The paper tackles the problem of quantifying software vulnerabilities by constructing a classification metric that blends traditional vulnerability discovery methods with modern machine learning techniques. The authors begin by assembling a comprehensive feature set drawn from both static and dynamic analyses as well as meta‑information associated with each vulnerability. The static features include code complexity metrics (cyclomatic complexity, nesting depth, function length), control‑flow graph properties, and presence of input validation routines. Dynamic features capture runtime behavior such as system‑call frequency, memory allocation patterns, and execution traces obtained from sandboxed runs. Meta‑features comprise publication year, affected product families, and CVE identifiers. In total, 25 features are defined after a preliminary statistical correlation study that confirms each feature’s relevance to two target labels: CVSS‑based severity and exploit availability (as recorded in Exploit‑DB).
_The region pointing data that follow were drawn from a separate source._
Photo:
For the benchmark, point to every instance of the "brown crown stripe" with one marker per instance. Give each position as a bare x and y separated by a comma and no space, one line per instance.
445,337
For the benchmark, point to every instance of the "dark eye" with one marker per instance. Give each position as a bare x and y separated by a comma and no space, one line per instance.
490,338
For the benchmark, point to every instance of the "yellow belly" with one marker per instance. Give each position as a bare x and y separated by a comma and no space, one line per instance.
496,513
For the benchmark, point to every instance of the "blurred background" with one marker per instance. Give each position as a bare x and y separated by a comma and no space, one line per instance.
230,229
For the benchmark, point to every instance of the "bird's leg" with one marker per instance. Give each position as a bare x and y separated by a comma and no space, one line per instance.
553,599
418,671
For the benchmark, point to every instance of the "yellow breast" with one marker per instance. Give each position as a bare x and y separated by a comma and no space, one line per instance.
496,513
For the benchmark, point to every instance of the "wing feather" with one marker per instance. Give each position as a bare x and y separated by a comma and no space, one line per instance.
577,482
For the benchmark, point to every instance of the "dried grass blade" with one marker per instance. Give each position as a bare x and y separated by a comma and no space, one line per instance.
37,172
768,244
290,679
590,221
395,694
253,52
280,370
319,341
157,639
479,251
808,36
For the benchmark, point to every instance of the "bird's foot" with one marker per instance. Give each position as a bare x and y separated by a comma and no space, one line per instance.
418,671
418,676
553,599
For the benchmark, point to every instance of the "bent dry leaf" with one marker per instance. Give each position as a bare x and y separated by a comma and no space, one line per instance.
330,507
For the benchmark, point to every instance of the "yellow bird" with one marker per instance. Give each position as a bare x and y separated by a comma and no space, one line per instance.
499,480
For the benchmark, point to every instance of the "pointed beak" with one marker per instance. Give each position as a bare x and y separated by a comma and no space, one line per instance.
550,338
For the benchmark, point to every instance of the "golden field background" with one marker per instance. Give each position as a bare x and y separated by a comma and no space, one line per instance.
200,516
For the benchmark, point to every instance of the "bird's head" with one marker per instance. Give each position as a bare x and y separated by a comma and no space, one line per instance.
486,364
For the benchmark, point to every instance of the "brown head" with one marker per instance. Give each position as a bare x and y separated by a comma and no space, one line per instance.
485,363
Using this feature matrix, two classification models are built and evaluated on a real‑world dataset consisting of 3,200 CVE entries from 2010‑2022, each annotated with whether a public exploit exists. The dataset is split 70 % training, 15 % validation, and 15 % testing. The first model is a Random Forest (RF) ensemble, chosen for its robustness to over‑fitting and its inherent interpretability. The second model is a four‑layer Deep Neural Network (DNN) designed to capture non‑linear interactions among features. Both models are trained with identical hyper‑parameter search procedures and evaluated using accuracy, precision, recall, F1‑score, and ROC‑AUC.

Results show that the DNN marginally outperforms the RF (accuracy 86.1 % vs. 84.3 %; F1‑score 82.8 % vs. 80.3 %; ROC‑AUC 0.91 vs. 0.89) but at the cost of substantially longer training time (approximately three times longer) and reduced transparency. Feature importance analysis, performed with SHAP values, reveals that static code metrics—particularly average function complexity, nesting depth, and the presence of explicit input‑validation calls—contribute the most to classification decisions. Dynamic metrics such as system‑call frequency and memory‑allocation patterns improve performance mainly for specific vulnerability families (e.g., privilege‑escalation and remote‑code‑execution bugs). Meta‑features like publication year and product line have comparatively minor impact.

The authors discuss the interplay between classifier choice and feature composition. When static features dominate, a tree‑based model like RF offers a favorable trade‑off between performance and explainability, making it suitable for operational security teams that need to justify patch‑prioritization. Conversely, when a richer set of dynamic features is available, the DNN’s ability to model complex, non‑linear relationships yields modest gains that may justify its higher computational cost in research or high‑value asset contexts.

Finally, the paper outlines future work: automated feature engineering via AutoML pipelines, incorporation of transformer‑based sequence models for richer runtime trace analysis, and extension of the metric to a multi‑label framework that simultaneously predicts severity and exploit difficulty. By presenting a systematic methodology for vulnerability metric construction and demonstrating its practical viability on a sizable real‑world dataset, the study contributes a valuable tool for risk assessment, automated patch scheduling, and the overall improvement of vulnerability databases.